Football game is not use feet only!
this dress doesn't fit me!
motorcycle is cheap than car!
This window is clear!
the symbol '*' is represented as start!
Oh!     My god!
You are the best is mean you are the no. 1!
The world <Happy> is the same with "glad"!
I like dog!
google is the best tools for search keyword!
goooooogle yes!
go! go! Let's go!
[icexmoon@xyz tmp]$ cat regular_express.txt | grep '\.$'

这样做比较危险，如果是处理重要文件，请先进行备份。

可以看到，使用-i参数就会将处理后的内容回写回文件。

正则表达式的扩展语法

简单介绍几个重要的：

符号	含义
`+`	数量词，表示1个以上，也就是说至少有1个
`?`	数量词，0个或1个
`\|`	或，比如`abc\|123`表示匹配结果是`abc`或者`123`
`()`	分组，在`()`中可以使用子正则表达式，比如`g(abc\|123)d`，匹配结果是`gabcd`或`g123d`

正则的扩展语法要搭配支持扩展语法的命令使用：

[icexmoon@xyz tmp]$ grep 'go+g' regular_express.txt
[icexmoon@xyz tmp]$ egrep 'go+g' regular_express.txt
google is the best tools for search keyword!
goooooogle yes!

grep命令默认是不支持扩展语法的，所以匹配不到我们想要的结果，使用egrep就可以。

或者：

[icexmoon@xyz tmp]$ grep -E 'go+g' regular_express.txt
google is the best tools for search keyword!
goooooogle yes!

文件格式化

这里使用一个案例文件，我放到了gitee，可以使用下面的方式下载到本地：

[icexmoon@xyz tmp]$ git clone https://gitee.com/icexmoon/linux_roads.git
正克隆到 'linux_roads'...
remote: Enumerating objects: 6, done.
remote: Counting objects: 100% (6/6), done.
remote: Compressing objects: 100% (4/4), done.
remote: Total 6 (delta 0), reused 0 (delta 0), pack-reused 0
Unpacking objects: 100% (6/6), done.

坑爹的gitee就是没有Github好用。

printf

文件students以空格分隔字段：

[icexmoon@xyz tmp]$ cd linux_roads/
[icexmoon@xyz linux_roads]$ cat students
Name Chinese English Math Average
DmTsai 80 60 92 77.33
VBird 75 55 80 70.00
Ken 60 90 70 73.33

不是很美观，我们使用printf命令进行格式化：

[icexmoon@xyz linux_roads]$ cat students | xargs printf '%s\t%s\t%s\t%s\t%s\n'
Name    Chinese English Math    Average
DmTsai  80      60      92      77.33
VBird   75      55      80      70.00
Ken     60      90      70      73.33

整个printf的逻辑就是将数据按行进行处理，并以空格或者制表符自动识别出字段，然后按用户指定的格式进行输出。

这里%s是格式化符号，表示一个字符串，类似的还有：

%s：字符串
%i：整数
%f：浮点数

事实上从命名到参数，printf和C语言中的同名函数都是极为相似的。

用户可以利用这些格式化符号将每行的字段进行拼接，以输出自己想要的效果。

此外，因为printf并不是管道命令，不能处理stdin，所以这里使用了xargs。

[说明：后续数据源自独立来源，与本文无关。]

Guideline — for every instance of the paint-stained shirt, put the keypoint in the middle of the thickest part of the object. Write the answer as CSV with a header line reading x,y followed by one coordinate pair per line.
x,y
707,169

虽然现在的打印结果已经很不错了，不过我们还可以整点别的花样：

[icexmoon@xyz linux_roads]$ cat students | tail -n 3 | xargs printf '%10s %5i %5i %5i %5.2f\n'
    DmTsai    80    60    92 77.33
     VBird    75    55    80 70.00
       Ken    60    90    70 73.33

这里使用了%ns这样的写法，其中n可以指定字段占据的宽度，%10s就表明这个字段是字符串，并且占据10个字符宽度，而对于浮点数，%5.2f表示整个浮点数占5个字符宽度，小数部分占2个字符宽度，小数点占1个，那么整数部分就只占2个字符宽度了（这个逻辑似乎与Python中的不同）。

最后我们将表头和内容整合一下：

[icexmoon@xyz linux_roads]$ cat students | head -n 1 | xargs printf '%10s %10s %10s %10s %10s\n';\
> cat students | tail -n 3 | xargs printf '%10s %10i %10i %10i %10.2f\n'
      Name    Chinese    English       Math    Average
    DmTsai         80         60         92      77.33
     VBird         75         55         80      70.00
       Ken         60         90         70      73.33

这里为了美观，调整了一下内容的字段宽度。

除了格式化显示，prinf还可以使用字符编码输出对应的字符：

[icexmoon@xyz linux_roads]$ printf '\x45\n'
E

x45（16进制）编码在ASCII中对应的字符就是E，我使用的UTF-8是兼容ASCII的，所以结果也是E。

awk

awk可以进行数据处理，我们之前介绍的sed会对整行进行删除或替换，而awk会自动对每一行进行“分段”，就像printf那样，根据空白符进行切分，预先处理成多个字段，然后用户可以针对字段进行数据处理。

整个命令的格式为：

 awk '条件类型1{动作1} 条件类型2{动作2} ...' filename

看具体示例：

[icexmoon@xyz linux_roads]$ last -n 5
icexmoon pts/0        icexmoon-book    Mon Aug 16 15:14   still logged in
reboot   system boot  3.10.0-1160.el7. Mon Aug 16 13:55 - 19:17  (05:21)
icexmoon pts/2        :0               Sun Aug 15 15:03 - 15:03  (00:00)
icexmoon :0           :0               Sun Aug 15 14:56 - crash  (22:59)
icexmoon tty2                          Sun Aug 15 14:54 - 14:54  (00:00)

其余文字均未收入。